Makefile で {単数 | 複数} の {依存項目 | ターゲット} を指定するルールの書き方


Makefile で複数の依存項目 (prerequisite; 以降 prereq と表記) や複数のターゲット (target) を扱う場合のまとめ。複数の場合でも基本的に単数と同様に書けるが、中身を個別に扱う (multiple [foreach] と表記) 場合にはまとめて扱う (multiple [bulk] と表記) 場合と異なる書き方をしないといけない、という話。

自動変数 ($@, $^, $< など)、組み込み関数、VPATH 等の詳細についてはここでは触れない。

prereq↓ \ target→ single multiple [bulk] multiple [foreach]
single 通常のルール 複数ターゲット 複数ターゲットで\$@使用
multiple [bulk] 複数依存項目 複数依存項目/ターゲット 複数依存項目/ターゲットで\$@使用
multiple [foreach] (用途なし) (用途なし) パターンルール or 組み込み関数

以下、各項目の具体的な説明。

single → single

single→single
target: prereq
    command $^ > $@

通常の Makefile ルール。

single → multiple [foreach]

同じコマンドを同じ依存項目に適用して複数のターゲットを生成するのは無意味(同じファイルを複数出力することになるから)なので、ターゲットに応じてコマンドが変わる場合についてのみ述べる。

各ターゲット名とコマンドに関連がある場合は、自動変数$@を使えばよい。例えば

single→multiple[foreach]_case1
target1 target2: prereq
    echo $@ $^ > $@

target1: prereq
    echo target1 prereq > target1

target2: prereq
    echo target2 prereq > target2

と同じになる。各ターゲット名とコマンドに関連がない場合は、仕方ないので最初からそれぞれ別のルールを書く(これはターゲットが multiple [foreach] であるような他のすべてのケースでも同じなので、以降は省略する)。

single→multiple[foreach]_case2
target1: prereq
    echo hoge $^ > $@

target2: prereq
    echo huga $^ > $@

single → multiple [bulk]

1 回のコマンド実行で複数のファイルが生成されるような場合。これは単に通常のルールのターゲットを複数にすればよい (ただし、自動変数 $@ を使うと上記の single → multiple [foreach] で解釈されてしまうので注意)。

[コメントにて内容の誤りを指摘していただいたのでそちらを参照。]

multiple [bulk] → single もしくは multiple [foreach] もしくは multiple [bulk]

複数の依存項目を一度にコマンドに与えるケースは自然によく起こりうるものであり、これらについては依存項目が 1 つだけ (single) だったものをそのまま複数にすればよい。

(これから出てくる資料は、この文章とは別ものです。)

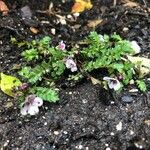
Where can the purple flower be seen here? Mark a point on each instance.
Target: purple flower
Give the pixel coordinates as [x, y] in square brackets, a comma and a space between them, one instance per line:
[24, 86]
[113, 83]
[136, 48]
[62, 45]
[31, 104]
[70, 64]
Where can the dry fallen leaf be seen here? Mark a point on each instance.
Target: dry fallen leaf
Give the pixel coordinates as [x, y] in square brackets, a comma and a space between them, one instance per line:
[142, 65]
[81, 5]
[94, 23]
[8, 83]
[3, 8]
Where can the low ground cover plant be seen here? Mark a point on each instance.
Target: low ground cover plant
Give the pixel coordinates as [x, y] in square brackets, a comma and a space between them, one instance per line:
[45, 64]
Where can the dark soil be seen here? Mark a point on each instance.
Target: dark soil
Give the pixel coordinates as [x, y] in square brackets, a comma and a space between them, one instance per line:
[86, 117]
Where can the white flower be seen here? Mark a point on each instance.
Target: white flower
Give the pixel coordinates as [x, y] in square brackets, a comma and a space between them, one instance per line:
[31, 105]
[113, 83]
[135, 47]
[70, 64]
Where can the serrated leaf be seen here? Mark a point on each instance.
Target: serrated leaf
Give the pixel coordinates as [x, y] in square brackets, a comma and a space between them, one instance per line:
[8, 83]
[142, 65]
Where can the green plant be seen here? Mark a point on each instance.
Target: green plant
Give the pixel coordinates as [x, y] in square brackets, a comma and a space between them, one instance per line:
[47, 64]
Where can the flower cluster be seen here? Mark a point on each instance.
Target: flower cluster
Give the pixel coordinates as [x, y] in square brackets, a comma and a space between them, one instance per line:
[62, 45]
[31, 105]
[136, 48]
[70, 64]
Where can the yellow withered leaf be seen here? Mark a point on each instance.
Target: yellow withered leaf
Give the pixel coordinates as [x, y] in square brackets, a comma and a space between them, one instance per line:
[8, 83]
[81, 5]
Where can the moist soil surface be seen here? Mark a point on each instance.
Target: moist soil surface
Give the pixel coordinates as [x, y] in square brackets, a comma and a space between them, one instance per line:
[87, 117]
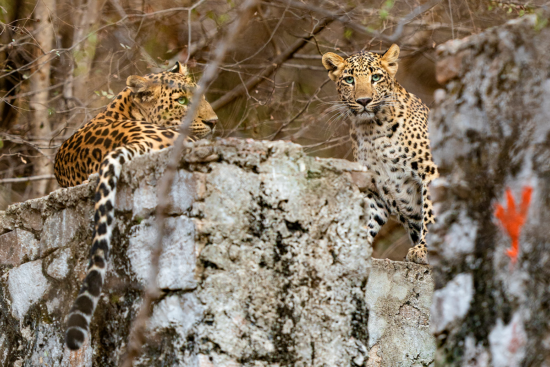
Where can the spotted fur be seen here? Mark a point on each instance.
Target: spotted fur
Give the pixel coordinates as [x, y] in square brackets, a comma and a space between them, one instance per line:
[144, 117]
[389, 133]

自動変数 $^ を使える場合はコマンドは single の場合と同じになる:

multiple[bulk]→single
target: prereq1 prereq2
    echo $^ > $@

もしくは

multiple[bulk]→multiple[foreach]
target1 target2: prereq1 prereq2
    echo $@ $^ > $@

もしくは

multiple[bulk]→multiple[bulk]
target1 target2: prereq1 prereq2
    command $^

multiple [foreach] → single もしくは multiple [bulk]

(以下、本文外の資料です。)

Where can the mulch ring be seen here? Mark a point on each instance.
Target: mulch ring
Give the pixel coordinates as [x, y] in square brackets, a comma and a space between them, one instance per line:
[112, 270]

複数の依存項目を別々に扱うのにターゲットが 1 つに固定されてしまっており、ナンセンスなのでこれらは用途なし。

multiple [foreach] → multiple [foreach]

複数の依存項目に対して別々に、同一のもしくはパターン化可能なコマンドを適用したい場合。

「ある拡張子を持つような全てのファイルに対して同一の処理を行いたい」というような場合にはパターンルール (型ルール) が便利。例えば .c ファイルから .o ファイルを生成する

multiple[foreach]→multiple[foreach]_case1
%.o: %.c
    $(CC) -c $(CFLAGS) $(CPPFLAGS) $< -o $@

は GNU Make のビルトイン型ルールとなっていて、最初から使用できる。

そうではなく、「特定のいくつかのファイルに対して同一の処理を行いたい」場合には、foreach 組み込み関数とマクロを使用する。例えば、

multiple[foreach]→multiple[foreach]_case2
ORIGINAL_DIR = from/
OBJS = a b c

define COPY
$(1): $(2)
    cp $(2) $(1)
endef

$(foreach OBJ, $(OBJS), $(eval $(call FUNC, $(OBJ), $(addprefix $(ORIGINAL_DIR), $(OBJ)))))

というルールでは、from/ ディレクトリにある 3 つのファイル a, b, c をそれぞれカレントディレクトリにコピーするルールを生成する。読みにくいので、ファイル名に規則性があり上記のパターンルールで書ける場合はなるべくそちらで書く。